Until last year, there hadn’t been a North Carolina Book Festival since 2014. For decades, the valuable but recalcitrant festival had weathered name changes and long gaps as it was passed around between area universities, with seemingly no one in particular in charge.
But in February 2018, two local literary servants, Chris Tonelli (of Raleigh’s So & So Books) and Jason Jefferies (Quail Ridge Books’ marketing manager), took charge independently, bringing the festival downtown, with a shot of contemporary energy from of-the-moment writers like the poet and critic Hanif Abdurraqib.

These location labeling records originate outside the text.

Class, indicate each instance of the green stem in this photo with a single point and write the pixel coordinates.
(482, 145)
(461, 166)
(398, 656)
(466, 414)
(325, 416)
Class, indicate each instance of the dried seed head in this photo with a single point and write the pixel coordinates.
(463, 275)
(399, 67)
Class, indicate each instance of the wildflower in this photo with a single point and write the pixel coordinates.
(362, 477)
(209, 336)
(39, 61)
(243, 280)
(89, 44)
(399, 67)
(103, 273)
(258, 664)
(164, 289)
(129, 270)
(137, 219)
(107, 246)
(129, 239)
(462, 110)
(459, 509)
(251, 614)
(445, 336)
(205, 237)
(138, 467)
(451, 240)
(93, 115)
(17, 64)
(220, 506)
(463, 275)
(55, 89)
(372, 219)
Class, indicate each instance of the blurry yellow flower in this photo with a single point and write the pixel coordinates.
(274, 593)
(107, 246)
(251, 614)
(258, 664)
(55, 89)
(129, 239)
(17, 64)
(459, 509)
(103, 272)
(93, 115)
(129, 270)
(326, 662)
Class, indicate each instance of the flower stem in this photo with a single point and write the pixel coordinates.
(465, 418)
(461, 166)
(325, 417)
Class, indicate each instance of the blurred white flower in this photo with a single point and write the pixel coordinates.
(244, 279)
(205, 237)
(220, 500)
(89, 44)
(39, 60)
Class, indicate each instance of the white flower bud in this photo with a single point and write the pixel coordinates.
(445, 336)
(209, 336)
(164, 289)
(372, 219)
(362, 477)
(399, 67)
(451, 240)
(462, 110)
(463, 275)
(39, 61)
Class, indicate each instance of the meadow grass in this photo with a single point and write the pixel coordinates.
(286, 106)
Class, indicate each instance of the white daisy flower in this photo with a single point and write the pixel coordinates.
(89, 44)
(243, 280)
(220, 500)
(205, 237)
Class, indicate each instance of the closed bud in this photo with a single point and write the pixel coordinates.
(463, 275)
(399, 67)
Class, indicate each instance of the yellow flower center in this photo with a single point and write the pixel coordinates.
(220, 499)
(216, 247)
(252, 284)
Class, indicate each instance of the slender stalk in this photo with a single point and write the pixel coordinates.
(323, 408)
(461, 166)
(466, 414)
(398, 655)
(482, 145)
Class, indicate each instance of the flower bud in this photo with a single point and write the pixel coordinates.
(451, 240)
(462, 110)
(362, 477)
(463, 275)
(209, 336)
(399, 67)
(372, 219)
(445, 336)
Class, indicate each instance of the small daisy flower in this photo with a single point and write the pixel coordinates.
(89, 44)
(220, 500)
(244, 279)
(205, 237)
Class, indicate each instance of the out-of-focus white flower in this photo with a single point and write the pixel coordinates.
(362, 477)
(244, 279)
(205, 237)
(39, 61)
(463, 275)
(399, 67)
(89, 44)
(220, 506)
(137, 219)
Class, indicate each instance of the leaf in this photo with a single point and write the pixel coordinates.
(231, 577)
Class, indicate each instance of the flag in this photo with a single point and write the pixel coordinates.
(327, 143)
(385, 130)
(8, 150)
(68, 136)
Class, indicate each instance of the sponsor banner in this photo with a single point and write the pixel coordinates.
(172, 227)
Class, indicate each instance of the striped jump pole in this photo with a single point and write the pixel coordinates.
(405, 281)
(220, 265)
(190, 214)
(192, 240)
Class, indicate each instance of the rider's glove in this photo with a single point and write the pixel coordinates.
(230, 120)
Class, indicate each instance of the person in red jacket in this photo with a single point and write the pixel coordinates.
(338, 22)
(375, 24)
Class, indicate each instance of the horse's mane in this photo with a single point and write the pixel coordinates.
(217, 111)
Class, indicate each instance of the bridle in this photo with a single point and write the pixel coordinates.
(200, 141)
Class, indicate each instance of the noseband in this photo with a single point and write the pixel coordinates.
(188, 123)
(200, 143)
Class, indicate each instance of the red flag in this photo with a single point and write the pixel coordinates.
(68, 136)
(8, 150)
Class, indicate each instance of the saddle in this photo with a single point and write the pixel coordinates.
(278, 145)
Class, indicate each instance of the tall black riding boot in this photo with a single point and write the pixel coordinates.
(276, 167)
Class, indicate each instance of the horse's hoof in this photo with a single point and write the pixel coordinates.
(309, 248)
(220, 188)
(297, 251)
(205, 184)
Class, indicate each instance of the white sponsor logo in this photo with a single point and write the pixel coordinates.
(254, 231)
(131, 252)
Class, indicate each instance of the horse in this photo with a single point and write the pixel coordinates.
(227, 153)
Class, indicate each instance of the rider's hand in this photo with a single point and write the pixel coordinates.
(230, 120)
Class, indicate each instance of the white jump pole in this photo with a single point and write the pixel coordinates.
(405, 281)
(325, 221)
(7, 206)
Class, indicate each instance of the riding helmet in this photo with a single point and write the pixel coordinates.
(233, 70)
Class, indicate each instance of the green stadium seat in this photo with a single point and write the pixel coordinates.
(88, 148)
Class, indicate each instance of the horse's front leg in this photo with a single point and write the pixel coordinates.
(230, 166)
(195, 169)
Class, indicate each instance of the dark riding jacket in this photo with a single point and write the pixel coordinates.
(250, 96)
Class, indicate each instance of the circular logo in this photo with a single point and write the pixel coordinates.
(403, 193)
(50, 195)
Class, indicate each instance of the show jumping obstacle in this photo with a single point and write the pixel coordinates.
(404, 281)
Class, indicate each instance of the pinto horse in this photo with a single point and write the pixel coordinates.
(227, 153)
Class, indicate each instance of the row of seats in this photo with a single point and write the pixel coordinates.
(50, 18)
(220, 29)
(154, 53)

Today, the first wave of the 2020 lineup (February 21-23) was announced, and it brims with current relevance, headlined by the likes of novelist Katya Apekina, a 2019 Los Angeles Times Book Prize finalist for The Deeper the Water the Uglier the Fish; poet Jericho Brown, a 2019 National Book Award finalist; and Raleigh’s own YA star Kwame Mbalia, the New York Times bestselling author of Tristan Strong Punches a Hole in the Sky.
The North Carolina Book Festival and Quail Ridge Books also announced their joint lecture series, which begins February 4 with Raleigh’s Therese Anne Fowler in conversation with her husband, the novelist John Kessel, about her new novel, A Good Neighborhood. The series continues with National Book Award Winner James McBride and 2019 MacArthur “Genius” fellow Valeria Luiselli, author of Lost Children Archive.
Subscriptions to the lecture series are on sale now ($85); the festival itself is free.